Est. 1909 · National Register of Historic Places (2015) · First hotel in the world with central air-conditioning · Travis Park / downtown San Antonio anchor
The St. Anthony Hotel opened in 1909 at the corner of Travis and Jefferson Streets in downtown San Antonio, fronting Travis Park. The hotel was financed by three Texas cattle ranchers — A. H. Jones, B. L. Naylor, and L. J. Hart — at a reported construction cost of $500,000, and it was designed from the outset as a luxury property to draw wealthy tourists to a city that was then expanding rapidly with the agricultural and military trade.
The original building offered amenities considered exceptional for the period: private bathrooms in each guestroom, illuminated closets, and bedroom lighting that turned off automatically when the door closed. The property is widely credited as the first hotel in the world to install central air-conditioning. A 1936 expansion and renovation by Texas oilman R. W. Morrison added the rooftop Anacacho Ballroom and roughly doubled the room count.
The hotel's guest list spans nearly the full twentieth century. Presidents from Theodore Roosevelt forward have stayed at the property; film-era guests have included Fred Astaire, John Wayne, and Mae West, with more recent registrations including George Clooney and Arnold Schwarzenegger. The St. Anthony was added to the National Register of Historic Places in 2015 and underwent a major restoration that same year that returned much of the 1909 detailing to public view.
The property currently operates as The St. Anthony, a Luxury Collection Hotel under Marriott management, and remains one of San Antonio's central luxury and event venues.
Sources
- https://en.wikipedia.org/wiki/The_St._Anthony_Hotel
- https://www.ksat.com/news/local/2024/08/21/the-sometimes-haunted-stories-behind-local-historic-hotels-ksat-explains/
- https://ghostcitytours.com/san-antonio/haunted-places/haunted-hotels/st-anthony-hotel/
Apparition of a woman in long dress on the third floorCouple in period dress observed in Anacacho BallroomElevator anomaliesLights cycling in unoccupied roomsPhantom footsteps in corridors
The St. Anthony has accumulated more than a century of staff and guest stories. The most-reported figure is a woman in a long dress observed on the third floor — the Shadowlands entry refers to her as 'Anita' and describes her as a hotel employee, though no name has been confirmed in published sourcing.

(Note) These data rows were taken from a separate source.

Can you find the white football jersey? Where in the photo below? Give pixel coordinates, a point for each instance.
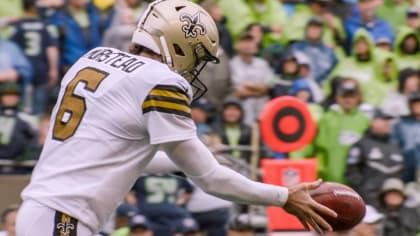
(112, 111)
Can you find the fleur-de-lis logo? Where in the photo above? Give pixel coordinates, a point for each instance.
(65, 228)
(192, 25)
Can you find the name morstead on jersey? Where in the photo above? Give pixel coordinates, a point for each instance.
(113, 108)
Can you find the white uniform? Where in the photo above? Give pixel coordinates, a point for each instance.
(113, 110)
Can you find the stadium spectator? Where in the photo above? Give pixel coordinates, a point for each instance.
(139, 226)
(395, 103)
(364, 16)
(406, 133)
(251, 77)
(394, 12)
(269, 13)
(333, 29)
(287, 73)
(217, 78)
(10, 9)
(8, 221)
(413, 19)
(360, 64)
(385, 80)
(400, 218)
(162, 198)
(321, 56)
(80, 27)
(305, 72)
(16, 134)
(302, 90)
(371, 225)
(338, 129)
(231, 128)
(373, 159)
(119, 34)
(123, 214)
(188, 227)
(225, 38)
(40, 46)
(407, 49)
(257, 31)
(14, 67)
(332, 86)
(384, 44)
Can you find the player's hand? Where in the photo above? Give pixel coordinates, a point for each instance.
(306, 209)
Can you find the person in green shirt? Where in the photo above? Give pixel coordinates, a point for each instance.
(360, 64)
(394, 12)
(269, 13)
(407, 48)
(339, 128)
(334, 33)
(385, 79)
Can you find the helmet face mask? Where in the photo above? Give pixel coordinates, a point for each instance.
(183, 33)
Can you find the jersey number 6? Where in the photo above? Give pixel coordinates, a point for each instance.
(73, 106)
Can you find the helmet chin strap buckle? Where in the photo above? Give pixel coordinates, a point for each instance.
(167, 56)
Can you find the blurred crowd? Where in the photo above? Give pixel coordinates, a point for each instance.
(355, 63)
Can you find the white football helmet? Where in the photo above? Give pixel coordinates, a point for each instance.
(183, 33)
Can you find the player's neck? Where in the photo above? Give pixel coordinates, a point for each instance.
(151, 56)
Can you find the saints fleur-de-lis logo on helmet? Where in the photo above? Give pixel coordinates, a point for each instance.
(192, 25)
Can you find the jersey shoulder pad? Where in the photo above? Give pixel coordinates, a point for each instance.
(171, 96)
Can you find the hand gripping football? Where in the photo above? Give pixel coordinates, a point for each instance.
(342, 199)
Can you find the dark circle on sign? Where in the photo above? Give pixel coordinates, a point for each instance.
(284, 112)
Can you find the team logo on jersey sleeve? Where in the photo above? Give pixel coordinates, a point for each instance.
(192, 25)
(65, 225)
(167, 99)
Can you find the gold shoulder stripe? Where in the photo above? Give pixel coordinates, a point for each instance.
(169, 91)
(167, 99)
(165, 104)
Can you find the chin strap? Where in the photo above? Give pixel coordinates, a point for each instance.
(198, 87)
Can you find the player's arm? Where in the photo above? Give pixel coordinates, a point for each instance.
(52, 56)
(196, 161)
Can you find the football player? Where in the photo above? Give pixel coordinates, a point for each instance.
(116, 109)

The rooftop Anacacho Ballroom on the tenth floor draws a separate set of accounts. Guests have reported the figures of a couple in early-twentieth-century formalwear observed during late-night quiet hours, with stories that one or both were guests in the 1930s or 1940s who returned to the hotel year after year for an anniversary. A 'sad young woman' has also been reported in the ballroom area.
Additional phenomena reported across the property include elevator doors that open on the wrong floor, lights cycling in unoccupied rooms, and footsteps in corridors during the small hours. The hotel does not actively market its ghost reputation but cooperates with the local ghost-tour community, and the St. Anthony appears regularly in regional 'most haunted hotels' coverage in Texas Monthly and KSAT reporting.